I wait at the walk-in clinic for an hour and fifteen minutes so that the doctor can ask me all the same questions as I had gone through with Dr. Google, Dr. Kaede and my nurse. And then ordered a test for H. pylori******, the bacteria that causes ulcers. I wish I could have just ordered the test myself and saved that hour and fifteen minutes.
On the plus side, I was given the option of either a breath test or a blood test. Obviously, being even more of a needle-phobe than I am a vomit-phobe, I opted for a breath test. The drawbacks are that you have to fast for at least four hours and that you can’t take any antacids before the test*******. A small price to pay for keeping needles out of my arm, in my opinion. So I went for my breath test today… they made me drink some radioactive drink and blow through a straw into a tube. As far as I can tell, the radioactive drink has not given me any superpowers… yet. Test results should be back in a day or two. I’m really hoping it is H. pylori, because it’s fairly easy to treat – just a week of antibiotics and you are good to go. If it isn’t that, who the hell knows!
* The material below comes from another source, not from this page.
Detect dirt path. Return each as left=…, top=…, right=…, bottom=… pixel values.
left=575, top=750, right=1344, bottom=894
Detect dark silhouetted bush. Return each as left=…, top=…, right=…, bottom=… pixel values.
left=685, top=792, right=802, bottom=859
And I don’t want to be dealing with this – it’s not fun to have constant stomach pain and I have a half marathon to run in less than 3 weeks, but right now I can barely walk the three blocks from the bus stop to my office.
Also, my mother is convinced that I am hemorrhaging to death. She is sure that somehow running 18K caused my internal organs to be ripped apart and my death from blood loss is imminent. So now, on top of the non-stop stomach pain, I have to deal with that guilt that I’m worrying my mother. The stress of that is enough to give me an ulcer!
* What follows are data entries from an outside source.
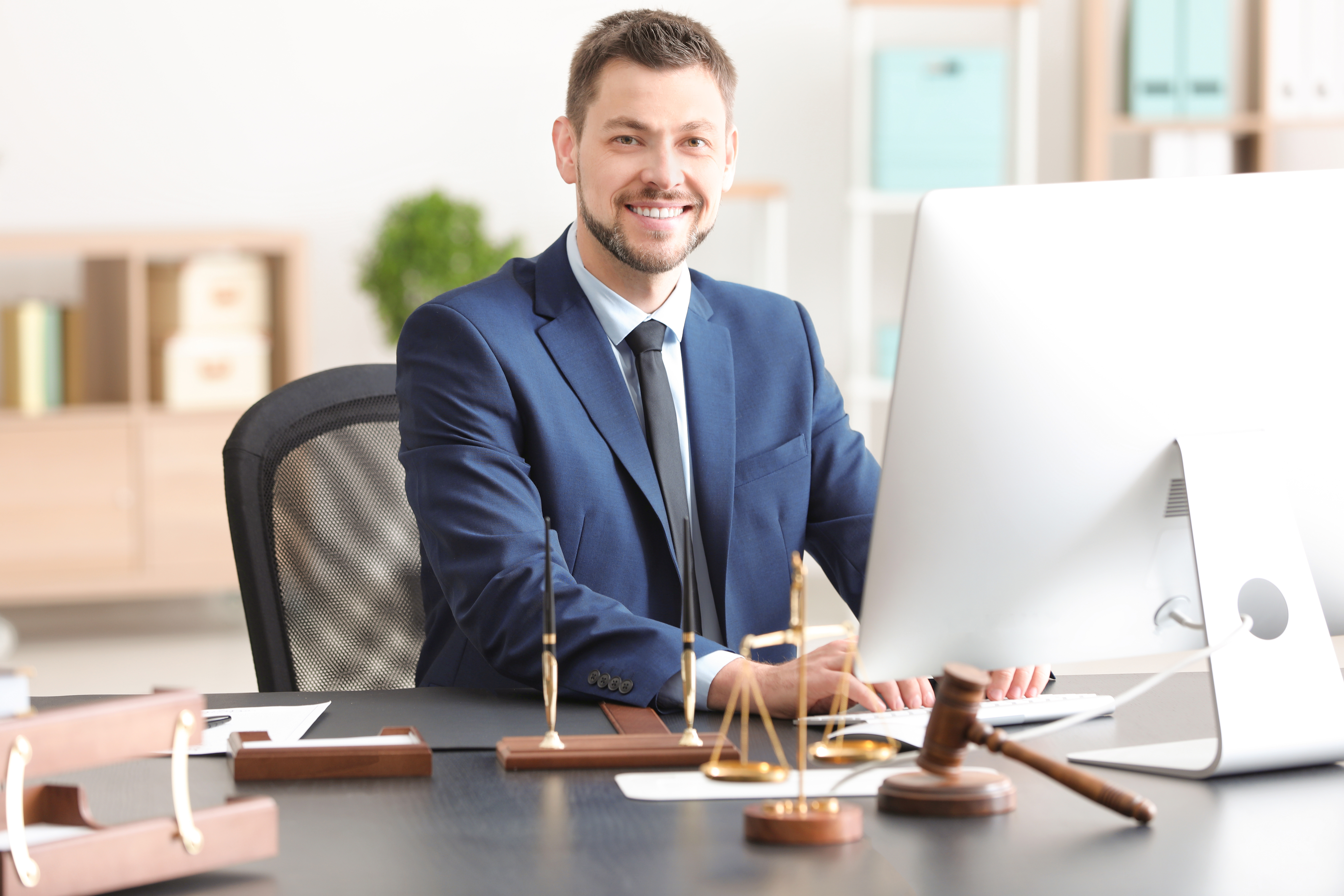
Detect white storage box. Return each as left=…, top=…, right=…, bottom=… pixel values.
left=177, top=253, right=270, bottom=333
left=164, top=333, right=270, bottom=410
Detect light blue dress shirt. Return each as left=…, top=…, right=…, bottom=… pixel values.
left=564, top=222, right=738, bottom=709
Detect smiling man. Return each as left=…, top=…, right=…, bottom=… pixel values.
left=396, top=11, right=1046, bottom=715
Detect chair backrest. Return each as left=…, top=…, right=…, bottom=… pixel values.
left=224, top=364, right=425, bottom=690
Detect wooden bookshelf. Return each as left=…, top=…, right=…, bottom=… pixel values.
left=0, top=231, right=309, bottom=604
left=1081, top=0, right=1344, bottom=180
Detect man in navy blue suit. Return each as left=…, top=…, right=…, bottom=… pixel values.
left=396, top=11, right=1047, bottom=716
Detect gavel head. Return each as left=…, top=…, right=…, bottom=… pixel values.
left=915, top=662, right=989, bottom=778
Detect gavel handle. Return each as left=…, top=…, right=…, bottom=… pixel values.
left=966, top=721, right=1157, bottom=825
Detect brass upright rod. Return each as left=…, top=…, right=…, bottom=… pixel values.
left=540, top=517, right=564, bottom=750
left=789, top=551, right=808, bottom=815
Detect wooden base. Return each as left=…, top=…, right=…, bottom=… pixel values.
left=228, top=728, right=434, bottom=780
left=742, top=798, right=863, bottom=846
left=878, top=768, right=1017, bottom=818
left=495, top=733, right=738, bottom=771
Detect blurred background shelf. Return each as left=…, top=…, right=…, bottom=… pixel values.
left=0, top=231, right=309, bottom=606
left=1081, top=0, right=1344, bottom=180
left=843, top=0, right=1040, bottom=449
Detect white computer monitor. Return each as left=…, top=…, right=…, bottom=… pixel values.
left=860, top=172, right=1344, bottom=677
left=859, top=171, right=1344, bottom=778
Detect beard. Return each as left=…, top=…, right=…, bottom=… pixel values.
left=577, top=179, right=714, bottom=274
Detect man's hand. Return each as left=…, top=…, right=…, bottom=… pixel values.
left=706, top=641, right=933, bottom=719
left=985, top=666, right=1050, bottom=700
left=706, top=641, right=1050, bottom=719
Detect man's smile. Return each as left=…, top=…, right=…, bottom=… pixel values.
left=626, top=206, right=691, bottom=218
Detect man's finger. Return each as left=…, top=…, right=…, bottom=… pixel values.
left=919, top=678, right=934, bottom=707
left=1027, top=666, right=1050, bottom=697
left=872, top=681, right=906, bottom=709
left=896, top=678, right=923, bottom=709
left=985, top=669, right=1015, bottom=700
left=836, top=676, right=887, bottom=712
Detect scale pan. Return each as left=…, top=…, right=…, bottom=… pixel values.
left=700, top=762, right=789, bottom=783
left=808, top=740, right=896, bottom=766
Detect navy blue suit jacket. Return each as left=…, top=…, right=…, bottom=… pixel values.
left=396, top=236, right=878, bottom=705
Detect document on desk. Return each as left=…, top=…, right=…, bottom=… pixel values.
left=188, top=700, right=332, bottom=756
left=616, top=766, right=919, bottom=802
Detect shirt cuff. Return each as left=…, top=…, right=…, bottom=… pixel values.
left=656, top=650, right=738, bottom=709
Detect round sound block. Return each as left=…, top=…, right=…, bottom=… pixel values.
left=742, top=798, right=863, bottom=846
left=878, top=768, right=1017, bottom=818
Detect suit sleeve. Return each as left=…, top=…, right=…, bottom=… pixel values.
left=797, top=305, right=880, bottom=615
left=396, top=304, right=719, bottom=705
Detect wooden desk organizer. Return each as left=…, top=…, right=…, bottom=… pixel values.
left=228, top=728, right=434, bottom=780
left=0, top=690, right=278, bottom=896
left=495, top=703, right=738, bottom=771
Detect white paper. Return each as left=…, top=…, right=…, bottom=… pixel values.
left=234, top=735, right=421, bottom=750
left=0, top=822, right=93, bottom=853
left=616, top=766, right=919, bottom=801
left=187, top=700, right=332, bottom=756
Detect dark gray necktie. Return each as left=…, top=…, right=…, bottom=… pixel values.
left=625, top=321, right=700, bottom=629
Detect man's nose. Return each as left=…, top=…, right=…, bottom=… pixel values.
left=640, top=146, right=681, bottom=191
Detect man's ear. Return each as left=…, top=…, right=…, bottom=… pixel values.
left=723, top=128, right=738, bottom=192
left=551, top=116, right=579, bottom=184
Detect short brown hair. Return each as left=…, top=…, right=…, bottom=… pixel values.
left=564, top=9, right=738, bottom=133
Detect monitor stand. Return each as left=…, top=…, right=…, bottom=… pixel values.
left=1068, top=433, right=1344, bottom=778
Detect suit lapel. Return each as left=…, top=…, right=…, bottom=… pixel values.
left=681, top=287, right=738, bottom=631
left=534, top=236, right=672, bottom=553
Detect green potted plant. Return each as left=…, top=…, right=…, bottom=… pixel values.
left=359, top=189, right=520, bottom=345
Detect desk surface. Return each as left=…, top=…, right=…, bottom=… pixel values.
left=35, top=673, right=1344, bottom=896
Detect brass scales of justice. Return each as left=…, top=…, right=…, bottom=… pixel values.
left=700, top=551, right=896, bottom=845
left=495, top=519, right=738, bottom=771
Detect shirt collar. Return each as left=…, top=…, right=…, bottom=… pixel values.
left=564, top=222, right=691, bottom=345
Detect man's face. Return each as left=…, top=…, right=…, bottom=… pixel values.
left=555, top=60, right=737, bottom=274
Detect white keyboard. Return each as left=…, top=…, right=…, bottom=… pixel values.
left=793, top=693, right=1116, bottom=747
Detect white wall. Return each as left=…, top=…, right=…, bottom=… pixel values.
left=0, top=0, right=1077, bottom=373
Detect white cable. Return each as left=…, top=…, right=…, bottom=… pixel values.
left=827, top=744, right=930, bottom=794
left=1008, top=613, right=1254, bottom=740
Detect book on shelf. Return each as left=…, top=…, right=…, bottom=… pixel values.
left=0, top=298, right=65, bottom=414
left=146, top=251, right=270, bottom=410
left=1129, top=0, right=1232, bottom=118
left=1267, top=0, right=1344, bottom=120
left=164, top=333, right=270, bottom=410
left=1148, top=129, right=1235, bottom=177
left=177, top=253, right=270, bottom=333
left=872, top=47, right=1008, bottom=192
left=0, top=669, right=32, bottom=719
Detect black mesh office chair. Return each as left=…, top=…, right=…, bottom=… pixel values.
left=224, top=364, right=425, bottom=690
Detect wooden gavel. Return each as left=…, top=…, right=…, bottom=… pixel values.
left=882, top=664, right=1157, bottom=823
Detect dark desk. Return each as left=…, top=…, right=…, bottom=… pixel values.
left=29, top=673, right=1344, bottom=896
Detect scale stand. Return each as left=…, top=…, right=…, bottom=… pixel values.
left=1068, top=433, right=1344, bottom=779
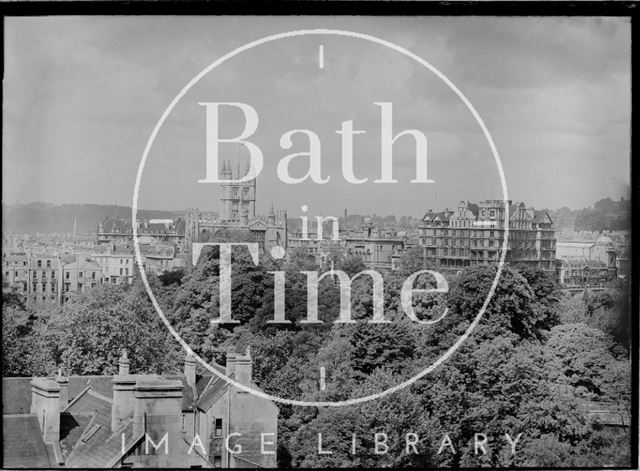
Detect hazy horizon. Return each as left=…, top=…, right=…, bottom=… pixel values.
left=2, top=16, right=631, bottom=217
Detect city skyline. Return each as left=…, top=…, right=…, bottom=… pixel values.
left=3, top=17, right=630, bottom=217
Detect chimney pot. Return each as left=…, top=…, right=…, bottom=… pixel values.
left=31, top=378, right=60, bottom=443
left=184, top=354, right=196, bottom=388
left=118, top=349, right=129, bottom=376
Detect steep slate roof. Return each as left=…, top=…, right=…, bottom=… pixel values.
left=533, top=209, right=551, bottom=222
left=467, top=201, right=478, bottom=217
left=64, top=387, right=131, bottom=468
left=60, top=412, right=94, bottom=460
left=2, top=370, right=225, bottom=414
left=196, top=374, right=233, bottom=410
left=2, top=414, right=57, bottom=469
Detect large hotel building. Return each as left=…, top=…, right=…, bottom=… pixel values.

*You know you are an internet junkie when…
**This will not be a surprise to Sarah, who gave me the nickname “Flush” after that party in high school were I was puking and I kept flushing the toilet mid-puke because I didn’t want to look at it.
***OK, she’s not actually my personal physician. She’s a friend of mine who also happens to be a physician
****Since I don’t actually have a family doctor. I’d been going to Student Health Services, where I had the best doctor EVER, but I can’t go there anymore since I’m no longer a student.
*****OK, she’s not actually my personal nurse. She’s a friend of mine who also happens to be a nurse.
******See picture at the start of this posting, which seems like ages ago!
*******I got to take the antacid (which is actually an H+, K+, ATPase inhibitor – a pretty powerful antacid) after the test, but it didn’t really seem to help at all anyway.